Diário do RN – Se não for para o segundo turno, em quem não vota de jeito nenhum?
Rafael Motta – Temos convicção que o nosso projeto será aprovado e estaremos no segundo turno, caso tenha um segundo turno.

Diário do RN – Em quem poderia votar?
Rafael Motta – Em mim mesmo, rs!

Diário do RN – Como fazer um discurso de oposição a Álvaro, tendo sido secretário dele?
Rafael Motta – Álvaro não é pré-candidato. Se alguém tem que ajustar o discurso seria Paulinho, que ensaiou um rompimento, com uma série de troca de declarações públicas de pessoas próximas, exonerações e, ainda assim, anunciaram essa união.

Passei quatro meses como secretário. Aceitei o convite com o intuito de contribuir. Entregamos obras, promovemos o Viva Natal na praia de Miami que reuniu uma multidão com esporte, lazer e cultura. Eu trouxe o ministro do Esporte, Fufuca, para conhecer e ouvir as necessidades dessa área na cidade. Dei mais essa contribuição para Natal, dentro do que me cabia à época, com um orçamento tímido, mas honrando o trabalho que me foi confiado em um curto período.
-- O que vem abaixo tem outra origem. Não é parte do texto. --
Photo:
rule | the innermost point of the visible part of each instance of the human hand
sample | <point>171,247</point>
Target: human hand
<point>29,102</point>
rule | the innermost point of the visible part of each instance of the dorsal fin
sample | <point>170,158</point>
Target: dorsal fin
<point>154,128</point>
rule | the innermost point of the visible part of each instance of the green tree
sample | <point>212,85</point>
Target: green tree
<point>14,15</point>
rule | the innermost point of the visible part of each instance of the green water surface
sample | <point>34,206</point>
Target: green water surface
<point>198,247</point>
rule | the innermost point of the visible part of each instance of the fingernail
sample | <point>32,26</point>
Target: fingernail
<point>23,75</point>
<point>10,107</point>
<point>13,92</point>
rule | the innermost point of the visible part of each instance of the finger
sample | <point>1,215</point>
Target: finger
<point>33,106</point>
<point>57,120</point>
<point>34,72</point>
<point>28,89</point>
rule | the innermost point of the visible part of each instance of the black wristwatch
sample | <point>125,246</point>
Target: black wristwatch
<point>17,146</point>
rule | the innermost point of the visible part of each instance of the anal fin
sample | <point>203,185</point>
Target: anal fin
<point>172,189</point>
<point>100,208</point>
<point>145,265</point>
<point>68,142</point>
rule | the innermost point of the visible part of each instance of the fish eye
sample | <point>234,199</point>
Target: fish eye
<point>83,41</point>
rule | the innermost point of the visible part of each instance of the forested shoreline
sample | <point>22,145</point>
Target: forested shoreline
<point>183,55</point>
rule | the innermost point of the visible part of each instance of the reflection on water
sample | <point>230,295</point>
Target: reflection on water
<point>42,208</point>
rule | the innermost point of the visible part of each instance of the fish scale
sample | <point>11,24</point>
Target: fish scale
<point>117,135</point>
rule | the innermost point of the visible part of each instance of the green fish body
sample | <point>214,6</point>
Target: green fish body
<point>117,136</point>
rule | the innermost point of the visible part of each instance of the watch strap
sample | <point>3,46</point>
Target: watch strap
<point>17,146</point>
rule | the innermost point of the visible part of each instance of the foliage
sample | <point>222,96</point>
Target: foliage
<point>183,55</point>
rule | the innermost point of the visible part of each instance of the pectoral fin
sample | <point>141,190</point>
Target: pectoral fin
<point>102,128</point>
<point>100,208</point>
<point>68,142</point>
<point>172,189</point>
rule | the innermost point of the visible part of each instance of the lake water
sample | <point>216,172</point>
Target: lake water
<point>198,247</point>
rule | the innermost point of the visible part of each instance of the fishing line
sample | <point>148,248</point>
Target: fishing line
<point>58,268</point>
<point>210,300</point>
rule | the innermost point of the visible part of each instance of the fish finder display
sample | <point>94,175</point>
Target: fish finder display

Sobre a gestão, Álvaro tem uma atuação com obras em andamento, que esperamos que sejam concluídas, mas a gente não pode ignorar os problemas. Natal tem transporte público deficitário, problemas no trânsito, de infraestrutura, da falta de vagas nas creches da rede e de saúde que precisam de atenção e de respostas por parte da gestão. E estamos dispostos a debater iniciativas para amenizar essas situações citadas.